At a time when vast amounts of data are being collected from the systems around us, the timeliness, or freshness, of information has become increasingly important. This is especially true in environments where data underpins critical and often time-sensitive decisions. In complex physical systems such as smart grids, the availability of real-time data is essential for maintaining operational efficiency, stability, and reliability. The TimeSmart project explored how the Age of Information (AoI), a metric that measures the time elapsed since the most recently received piece of information was generated, can enhance the monitoring and control of power system assets and improve the integration and performance of renewable energy sources.
To lay the foundation, the project developed a formal framework for evaluating timeliness, using queueing theory to model data flows and propose a taxonomy of indicators relevant to grid operations. Building on this, a simulation incorporating real-world energy data was implemented, demonstrating that prioritizing timely information can double the accuracy of five-minute-ahead energy forecasts, thereby improving short-term forecasting and, consequently, enhancing the accuracy of decisions in energy management strategies. Alongside these efforts, TimeSmart contributed architectural building blocks for future time-aware smart grids, including edge-based anomaly detection and lightweight platforms to support AI-driven decision-making at the grid edge.

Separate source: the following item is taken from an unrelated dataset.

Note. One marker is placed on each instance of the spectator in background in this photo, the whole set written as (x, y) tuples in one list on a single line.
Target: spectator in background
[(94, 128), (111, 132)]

To translate these insights into more practical solutions, an intelligent energy management system was developed using deep reinforcement learning and linear programming. This system, tailored for smart energy communities with energy storage in the form of community batteries, showed promising results in simulation by optimizing energy use under variable pricing conditions. Its potential was further built upon during a six-month industrial placement. Altogether, TimeSmart demonstrated how improving the freshness of information can lead to more accurate forecasting, smarter control strategies, and ultimately, more efficient and resilient energy systems.